Carnitas are the Mexican version of pulled pork. Braised first in a spicy sauce, pork shoulder is slow cooked until so tender the meat just shreds easily with a fork. Then it’s roasted at high heat to make crispy browned bits full of flavor!
It’s taco meat, burrito meat, or just stewy meat to serve with rice and beans or with tortillas.
This version of carnitas, adapted from a Sunset recipe for braised pork, is cooked first in a braise of tomatillo salsa verde, or green salsa.
It’s delicious served with fresh corn tortillas and topped with a shredded cabbage slaw, Cotija cheese, avocado, and Mexican sour cream.
Salsa Verde Carnitas Recipe
- Cook time: 3 hours, 30 minutes
- Yield: Serves 6
If you have time, lightly toast the whole cumin and coriander seeds first, in a small skillet on medium high heat.
Ingredients
- 3 1/2 pounds pork shoulder, trimmed of excess fat (not all the fat, just the glaring excess fat), cut into large (3 to 4 inch) chunks
- 2 cups tomatillo salsa verde, bottled or homemade
- 1 1/2 cups chopped onion
- 3 cups chicken stock
- 2 teaspoons whole cumin seeds
- 2 teaspoons coriander seeds
- 1 teaspoon dried oregano
- 1 bunch cilantro, roughly chopped, stems and tender leaves
- Salt
- 12 to 16 corn tortillas, heated and softened
- 1/4 head of cabbage, very thinly sliced
- 1 teaspoon seasoned rice vinegar (if you only have unseasoned, add 1/4 teaspoon of sugar to it)
- Salt and pepper
- 1 avocado, peeled, seeded, and chopped
- 1/2 cup crumbled Cotija Mexican farmer’s cheese, or some grated Monterey Jack cheese
- Crema fresca, crema Mexican, or sour cream
- Chopped cilantro leaves for garnish
Method
1 Simmer pork with salsa verde, onion, stock, spices until tender: Put the pork, salsa verde, chopped onion, chicken stock, cumin seeds, coriander seeds, and oregano in a large, thick-bottomed pot, and heat on high heat. Bring to a boil, and reduce heat to a low simmer. Cover and simmer until meat pulls away easily with a fork, about 3 hours.

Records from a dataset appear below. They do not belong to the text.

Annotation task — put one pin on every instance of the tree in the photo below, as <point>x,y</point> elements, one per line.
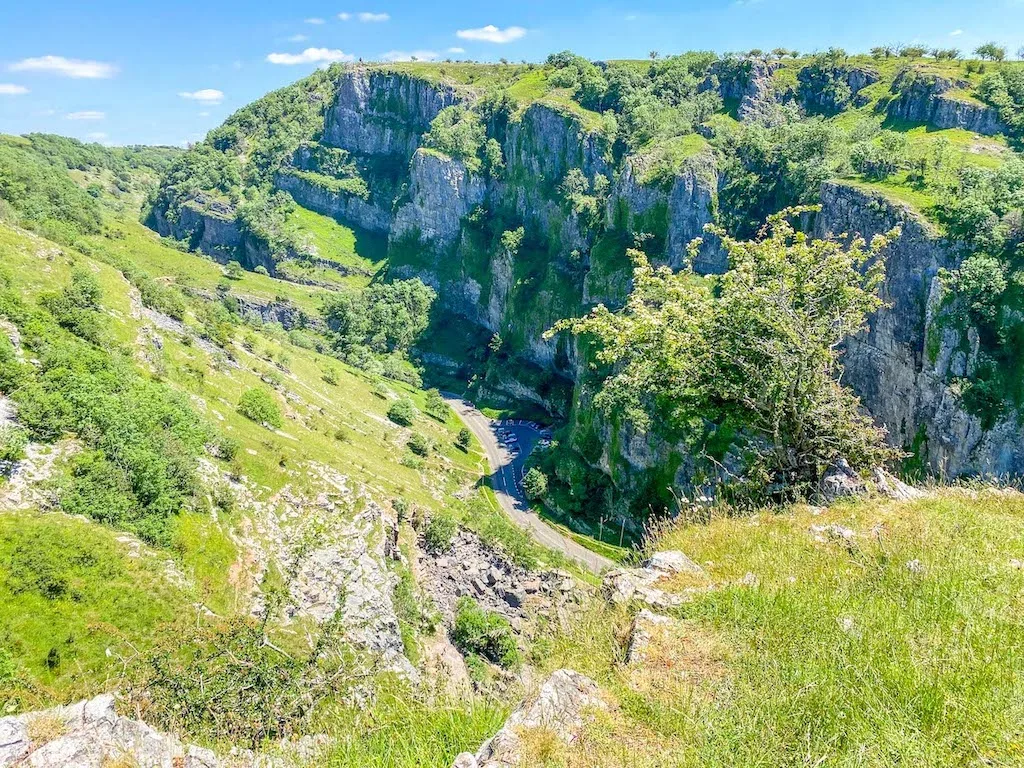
<point>535,484</point>
<point>756,357</point>
<point>402,412</point>
<point>258,404</point>
<point>990,51</point>
<point>435,406</point>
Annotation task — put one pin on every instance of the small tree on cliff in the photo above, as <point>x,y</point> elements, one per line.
<point>757,354</point>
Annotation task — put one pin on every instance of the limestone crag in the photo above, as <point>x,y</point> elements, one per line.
<point>560,707</point>
<point>889,367</point>
<point>441,194</point>
<point>91,734</point>
<point>927,98</point>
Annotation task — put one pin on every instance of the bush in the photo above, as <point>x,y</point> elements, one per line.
<point>535,484</point>
<point>484,633</point>
<point>439,532</point>
<point>420,444</point>
<point>435,406</point>
<point>402,412</point>
<point>12,442</point>
<point>259,406</point>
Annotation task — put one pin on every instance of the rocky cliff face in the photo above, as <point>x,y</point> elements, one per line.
<point>923,98</point>
<point>904,367</point>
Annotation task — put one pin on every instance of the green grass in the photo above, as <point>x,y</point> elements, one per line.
<point>69,585</point>
<point>903,647</point>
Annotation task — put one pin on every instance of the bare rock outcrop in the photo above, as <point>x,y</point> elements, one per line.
<point>560,707</point>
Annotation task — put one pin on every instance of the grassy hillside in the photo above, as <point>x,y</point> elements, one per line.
<point>871,633</point>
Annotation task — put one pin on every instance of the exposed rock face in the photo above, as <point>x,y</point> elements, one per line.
<point>684,209</point>
<point>888,367</point>
<point>90,734</point>
<point>472,568</point>
<point>754,91</point>
<point>339,205</point>
<point>380,113</point>
<point>560,707</point>
<point>642,585</point>
<point>442,192</point>
<point>926,98</point>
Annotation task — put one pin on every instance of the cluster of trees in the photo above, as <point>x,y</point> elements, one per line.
<point>756,358</point>
<point>385,317</point>
<point>140,437</point>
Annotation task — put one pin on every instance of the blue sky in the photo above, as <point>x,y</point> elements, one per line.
<point>166,73</point>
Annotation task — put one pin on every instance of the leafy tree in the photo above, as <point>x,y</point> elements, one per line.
<point>420,444</point>
<point>459,133</point>
<point>402,412</point>
<point>484,633</point>
<point>535,484</point>
<point>258,404</point>
<point>990,51</point>
<point>759,353</point>
<point>435,406</point>
<point>439,532</point>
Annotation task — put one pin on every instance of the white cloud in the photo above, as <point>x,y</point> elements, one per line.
<point>310,55</point>
<point>492,34</point>
<point>409,55</point>
<point>69,68</point>
<point>204,96</point>
<point>85,115</point>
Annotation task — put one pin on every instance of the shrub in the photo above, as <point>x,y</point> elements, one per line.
<point>535,484</point>
<point>420,444</point>
<point>435,406</point>
<point>12,442</point>
<point>439,532</point>
<point>402,412</point>
<point>484,633</point>
<point>258,404</point>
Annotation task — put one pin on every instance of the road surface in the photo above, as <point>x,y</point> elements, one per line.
<point>506,472</point>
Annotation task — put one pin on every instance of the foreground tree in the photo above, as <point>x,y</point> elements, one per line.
<point>756,354</point>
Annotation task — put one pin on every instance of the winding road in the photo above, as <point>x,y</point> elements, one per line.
<point>505,473</point>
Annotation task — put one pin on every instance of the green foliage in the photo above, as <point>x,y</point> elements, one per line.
<point>44,197</point>
<point>758,353</point>
<point>385,317</point>
<point>12,442</point>
<point>141,438</point>
<point>535,484</point>
<point>420,444</point>
<point>402,412</point>
<point>434,404</point>
<point>772,168</point>
<point>259,406</point>
<point>439,532</point>
<point>459,133</point>
<point>225,680</point>
<point>484,633</point>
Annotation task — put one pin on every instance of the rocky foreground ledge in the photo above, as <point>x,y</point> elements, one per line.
<point>91,734</point>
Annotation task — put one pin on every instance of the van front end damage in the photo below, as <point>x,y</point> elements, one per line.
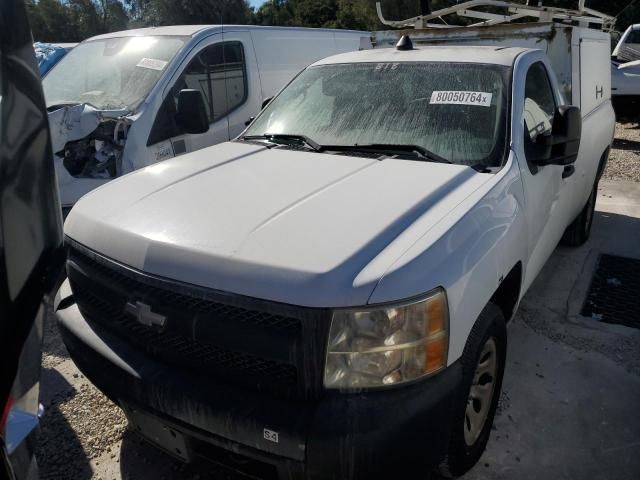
<point>88,146</point>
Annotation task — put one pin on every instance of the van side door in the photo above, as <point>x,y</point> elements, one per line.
<point>547,188</point>
<point>223,68</point>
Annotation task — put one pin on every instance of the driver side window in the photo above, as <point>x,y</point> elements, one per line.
<point>539,104</point>
<point>219,73</point>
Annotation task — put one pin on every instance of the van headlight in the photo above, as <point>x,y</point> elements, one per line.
<point>388,345</point>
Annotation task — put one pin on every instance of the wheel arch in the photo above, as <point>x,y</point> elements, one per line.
<point>507,294</point>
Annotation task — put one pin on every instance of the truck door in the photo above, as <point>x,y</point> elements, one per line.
<point>225,73</point>
<point>546,191</point>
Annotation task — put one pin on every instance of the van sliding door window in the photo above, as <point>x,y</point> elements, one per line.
<point>219,73</point>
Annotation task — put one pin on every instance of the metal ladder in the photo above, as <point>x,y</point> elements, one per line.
<point>583,16</point>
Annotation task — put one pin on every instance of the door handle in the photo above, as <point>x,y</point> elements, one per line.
<point>568,171</point>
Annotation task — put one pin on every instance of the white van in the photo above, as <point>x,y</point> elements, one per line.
<point>326,296</point>
<point>125,100</point>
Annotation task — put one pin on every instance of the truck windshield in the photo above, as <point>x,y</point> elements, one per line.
<point>113,73</point>
<point>456,111</point>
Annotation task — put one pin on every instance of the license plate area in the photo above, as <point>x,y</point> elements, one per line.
<point>162,436</point>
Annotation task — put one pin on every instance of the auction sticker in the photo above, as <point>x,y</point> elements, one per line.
<point>152,63</point>
<point>449,97</point>
<point>163,151</point>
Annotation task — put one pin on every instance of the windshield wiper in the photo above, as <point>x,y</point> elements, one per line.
<point>420,152</point>
<point>283,137</point>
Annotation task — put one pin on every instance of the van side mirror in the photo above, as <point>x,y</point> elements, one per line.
<point>560,147</point>
<point>266,102</point>
<point>191,113</point>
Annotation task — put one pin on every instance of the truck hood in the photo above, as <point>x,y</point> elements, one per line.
<point>288,226</point>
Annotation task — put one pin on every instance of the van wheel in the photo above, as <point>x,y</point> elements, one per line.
<point>578,232</point>
<point>483,362</point>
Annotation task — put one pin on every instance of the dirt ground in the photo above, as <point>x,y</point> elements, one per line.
<point>85,436</point>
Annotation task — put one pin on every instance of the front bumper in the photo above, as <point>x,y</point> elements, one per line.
<point>337,436</point>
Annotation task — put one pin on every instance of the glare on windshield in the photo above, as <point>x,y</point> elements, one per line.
<point>112,73</point>
<point>457,111</point>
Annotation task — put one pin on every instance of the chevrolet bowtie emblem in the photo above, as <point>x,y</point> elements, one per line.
<point>144,315</point>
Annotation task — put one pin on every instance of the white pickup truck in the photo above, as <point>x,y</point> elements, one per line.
<point>327,295</point>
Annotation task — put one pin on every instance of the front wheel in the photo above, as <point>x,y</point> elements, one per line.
<point>483,363</point>
<point>578,232</point>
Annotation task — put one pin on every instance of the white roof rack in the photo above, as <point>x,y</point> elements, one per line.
<point>513,11</point>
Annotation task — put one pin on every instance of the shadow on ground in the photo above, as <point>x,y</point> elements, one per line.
<point>59,452</point>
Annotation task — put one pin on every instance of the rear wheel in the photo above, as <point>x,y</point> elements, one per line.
<point>578,232</point>
<point>483,368</point>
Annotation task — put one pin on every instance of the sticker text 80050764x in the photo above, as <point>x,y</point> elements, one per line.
<point>482,99</point>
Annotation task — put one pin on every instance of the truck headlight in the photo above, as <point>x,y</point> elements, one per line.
<point>389,345</point>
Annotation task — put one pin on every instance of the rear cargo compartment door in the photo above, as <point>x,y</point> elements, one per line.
<point>595,74</point>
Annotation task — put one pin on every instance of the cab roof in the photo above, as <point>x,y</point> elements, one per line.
<point>192,30</point>
<point>460,54</point>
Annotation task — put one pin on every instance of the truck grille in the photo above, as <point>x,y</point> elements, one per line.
<point>254,344</point>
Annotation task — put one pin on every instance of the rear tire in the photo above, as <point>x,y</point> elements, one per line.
<point>483,363</point>
<point>579,231</point>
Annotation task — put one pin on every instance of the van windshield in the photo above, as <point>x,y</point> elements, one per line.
<point>113,73</point>
<point>457,111</point>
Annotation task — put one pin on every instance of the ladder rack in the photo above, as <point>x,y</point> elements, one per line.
<point>514,11</point>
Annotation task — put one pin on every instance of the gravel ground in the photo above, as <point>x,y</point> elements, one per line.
<point>624,159</point>
<point>80,424</point>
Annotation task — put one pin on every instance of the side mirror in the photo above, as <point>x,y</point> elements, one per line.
<point>265,102</point>
<point>560,147</point>
<point>191,113</point>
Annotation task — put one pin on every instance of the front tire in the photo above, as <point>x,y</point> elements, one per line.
<point>483,363</point>
<point>579,231</point>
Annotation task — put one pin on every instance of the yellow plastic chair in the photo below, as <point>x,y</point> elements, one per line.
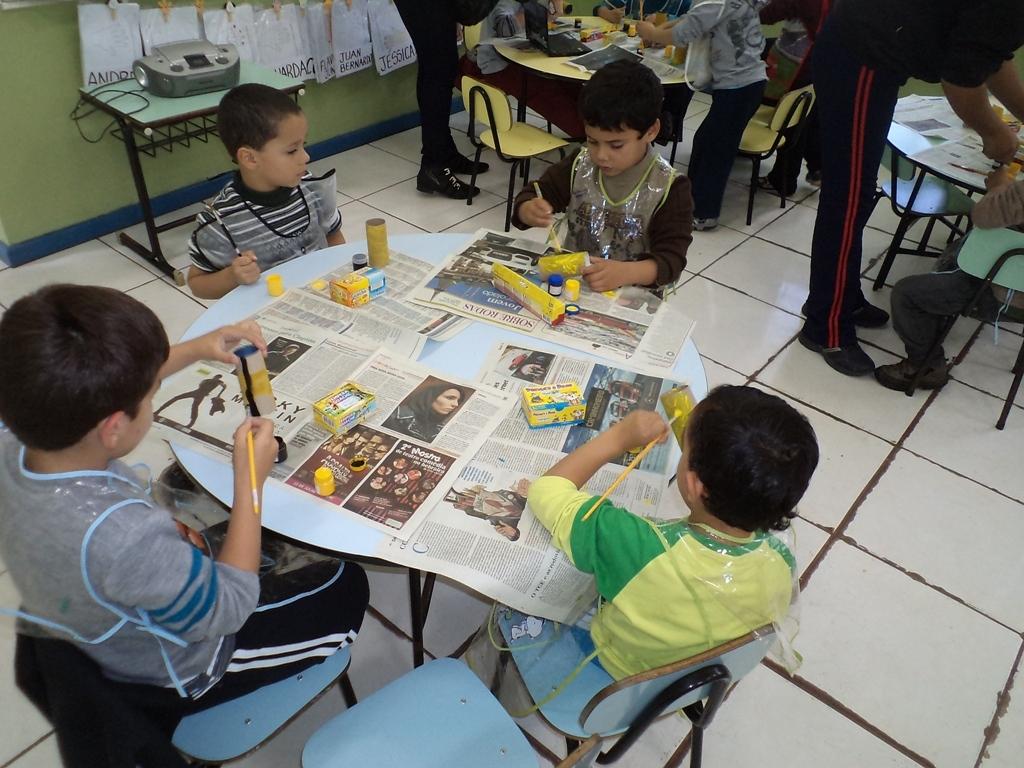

2 Shred meat with two forks, then broil: Preheat oven broiler. Remove meat from the pot and put into a roasting pan. With 2 forks, tear the meat into large shreds, spreading them out in an even layer in the roasting pan. Put pan on the top rack of the oven. Broil for 5 to 10 minutes until edges and some parts are brown and crispy.
3 Skim fat, reduce the salsa verde sauce: While the meat is browning in the oven, skim the fat from the liquid in the large pot. (Discard but do not put the fat down the drain or you will clog your pipes.)
Heat the pot on high and vigorously boil the remaining liquid, stirring, until reduced to 2 1/2 cups, several minutes.
4 Return meat to sauce, stir in cilantro: Return the meat to the pot with the liquid. Stir in chopped cilantro. Season with salt.
Serve with heated and softened corn tortillas (20 seconds each in the microwave spread out over a paper towel will heat and softened packaged tortillas sufficiently), diced avocado, crumbed Cotija or grated Monterey jack cheese, sour cream (or crema fresca), and seasoned cabbage slaw.
Seasoned Cabbage Slaw
Place thinly sliced cabbage in a medium sized bowl. Sprinkle with seasoned rice vinegar, salt and pepper. You can substitute white vinegar or apple cider vinegar for the rice vinegar, if you do, sprinkle on some sugar to help balance the acidity of the vinegar. Toss. Adjust seasonings. Let sit for 10 minutes for the cabbage to absorb some of the dressing.